Thursday, July 21, 2016

Tesla on "Fail-operational capability" of future Tesla Cars?

Elon Musk, the chief executive of Tesla Motors, says in a blog post that all Tesla vehicles will eventually have the hardware necessary to be fully self-driving. Credit David Paul Morris/Bloomberg
DETROIT — Despite federal safety investigations of Tesla’s self-driving cars, the company’s chief executive, Elon Musk, is hardly backing off on his grand plans for autonomous vehicles.
In a blog post late Wednesday, Mr. Musk updated Tesla’s “master plan” with a pledge to expand beyond electric cars into battery-powered pickups, semitrucks and buses, and to equip them with advanced self-driving systems.
He made no mention of the fatal May 7 accident involving a Tesla Model S with its Autopilot system engaged, or of the federal scrutiny of the technology. A criticism of that system has been that, despite its name, its collision-avoidance abilities depend on the human driver’s being ready to immediately retake control of the vehicle in a crisis.
In his blog post, Mr. Musk indicated that the eventual focus would be on vehicles that fully drive themselves. And he doubled down on promises to improve Tesla’s autonomous driving systems, as part of a major expansion of its product line.
“As the technology matures, all Tesla vehicles will have the hardware necessary to be fully self-driving with fail-operational capability, meaning that any given system could break down and your car will drive itself safety,” he said in the post.
end partial quote from:

Business Day|Elon Musk's Vision for Tesla: More Models, More Self-Driving

If I presently understand everything I just read above correctly, this means he will have so many checks and balances of ANY self driving car in a sequence that if any ONE system crashes one or more systems are ready and willing to take it's place. However, can we be sure that those redundant systems will know exactly when they are needed and not just a second too late to save the lives inside or outside of the vehicle?

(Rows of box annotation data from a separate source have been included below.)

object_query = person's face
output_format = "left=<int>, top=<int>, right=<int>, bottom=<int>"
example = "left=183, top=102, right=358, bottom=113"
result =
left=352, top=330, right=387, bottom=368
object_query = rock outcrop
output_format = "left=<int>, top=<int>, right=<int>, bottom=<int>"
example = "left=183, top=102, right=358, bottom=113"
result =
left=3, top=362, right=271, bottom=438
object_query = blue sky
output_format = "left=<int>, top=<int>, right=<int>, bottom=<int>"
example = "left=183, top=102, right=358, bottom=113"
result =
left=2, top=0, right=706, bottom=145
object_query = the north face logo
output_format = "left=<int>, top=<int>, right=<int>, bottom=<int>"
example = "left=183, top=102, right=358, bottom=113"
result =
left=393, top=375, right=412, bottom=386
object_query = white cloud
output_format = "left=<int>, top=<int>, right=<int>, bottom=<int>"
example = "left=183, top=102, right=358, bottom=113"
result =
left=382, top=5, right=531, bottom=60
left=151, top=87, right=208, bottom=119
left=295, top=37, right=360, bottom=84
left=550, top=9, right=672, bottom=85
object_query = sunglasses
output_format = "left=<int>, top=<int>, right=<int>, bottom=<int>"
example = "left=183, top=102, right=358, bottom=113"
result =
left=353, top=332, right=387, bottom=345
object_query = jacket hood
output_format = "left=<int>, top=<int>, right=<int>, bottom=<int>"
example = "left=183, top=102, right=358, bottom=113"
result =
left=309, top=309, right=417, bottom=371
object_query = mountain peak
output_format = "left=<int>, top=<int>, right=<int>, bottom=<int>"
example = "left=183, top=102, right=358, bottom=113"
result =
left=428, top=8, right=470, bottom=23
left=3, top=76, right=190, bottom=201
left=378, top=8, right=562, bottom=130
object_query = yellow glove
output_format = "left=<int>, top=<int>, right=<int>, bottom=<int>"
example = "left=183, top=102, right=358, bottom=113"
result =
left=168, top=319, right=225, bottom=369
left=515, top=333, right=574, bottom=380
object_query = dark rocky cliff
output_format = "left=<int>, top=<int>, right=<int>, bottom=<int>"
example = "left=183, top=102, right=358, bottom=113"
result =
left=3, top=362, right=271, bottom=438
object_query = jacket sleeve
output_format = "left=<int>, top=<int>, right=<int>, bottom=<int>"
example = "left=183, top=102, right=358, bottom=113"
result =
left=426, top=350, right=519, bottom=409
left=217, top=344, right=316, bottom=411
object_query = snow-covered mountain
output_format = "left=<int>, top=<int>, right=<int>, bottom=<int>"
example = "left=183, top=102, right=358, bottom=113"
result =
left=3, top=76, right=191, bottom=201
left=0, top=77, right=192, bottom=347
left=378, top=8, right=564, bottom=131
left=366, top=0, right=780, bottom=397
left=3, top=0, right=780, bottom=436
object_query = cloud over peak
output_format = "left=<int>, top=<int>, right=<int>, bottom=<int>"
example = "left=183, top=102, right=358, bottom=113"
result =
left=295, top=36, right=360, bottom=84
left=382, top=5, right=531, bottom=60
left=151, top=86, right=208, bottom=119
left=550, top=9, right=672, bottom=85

Also, what I found most interesting is Tesla plans to also manufacture Semi-Trucks (largest vehicles on U.S. Highways) that are self-driving too. How would you like to be driving alongside something like that with no driver on board at all?

I myself would give a very wide birth if I looked up and couldn't see a driver there. However, very likely they will fog or haze the windows soon so you cannot tell whether there is a driver there or not. This makes sense.